We look at 3 ways to rename columns of a pandas dataframe. The first approach is the regular brute-force approach. The rest 2 approaches are pythonic ways of improving the applicability and efficiency of the code.
When the column names have to be mapped to a set that bears no relationship to the previous column names then we have little choice but to type the entire dictionary of mapping.
df = df.rename(columns={'SIS Login ID': 'email', 'SIS User ID': 'id',
'Current Score': 'grade', 'Section': 'course'})
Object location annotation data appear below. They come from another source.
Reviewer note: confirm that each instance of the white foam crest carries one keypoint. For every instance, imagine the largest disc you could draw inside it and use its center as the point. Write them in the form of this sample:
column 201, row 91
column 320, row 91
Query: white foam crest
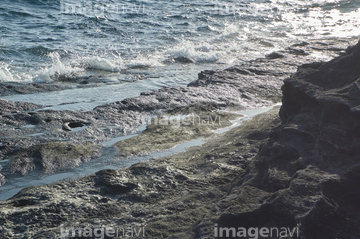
column 7, row 74
column 146, row 61
column 198, row 52
column 98, row 63
column 56, row 70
When a relationship between the old and the new column names exists then the process can be sped up using dict comprehension. Let’s say we want to add an extra string ‘old’ at the end of each column name. We first create a new list of column names from the old ones.
cols = df1.columns
cols_new = [x + ' old' for x in cols]
['MATH205 - Chapter 1 and 2 Test (380919) old',
'MATH205 - Chapter 3 and 4 Test (380916) old',
'MATH205 - Chapter 5 Test (380926) old',
'MATH205 - Chapter 6 Test (380900) old',
'MATH205 - Chapter 7 Test (380902) old',
'MATH205 - Chapter 8 Test (380938) old',
'MATH205 - Chapter 9 Test (380922) old',
'MATH205 - Chapter 10 Test (380929) old']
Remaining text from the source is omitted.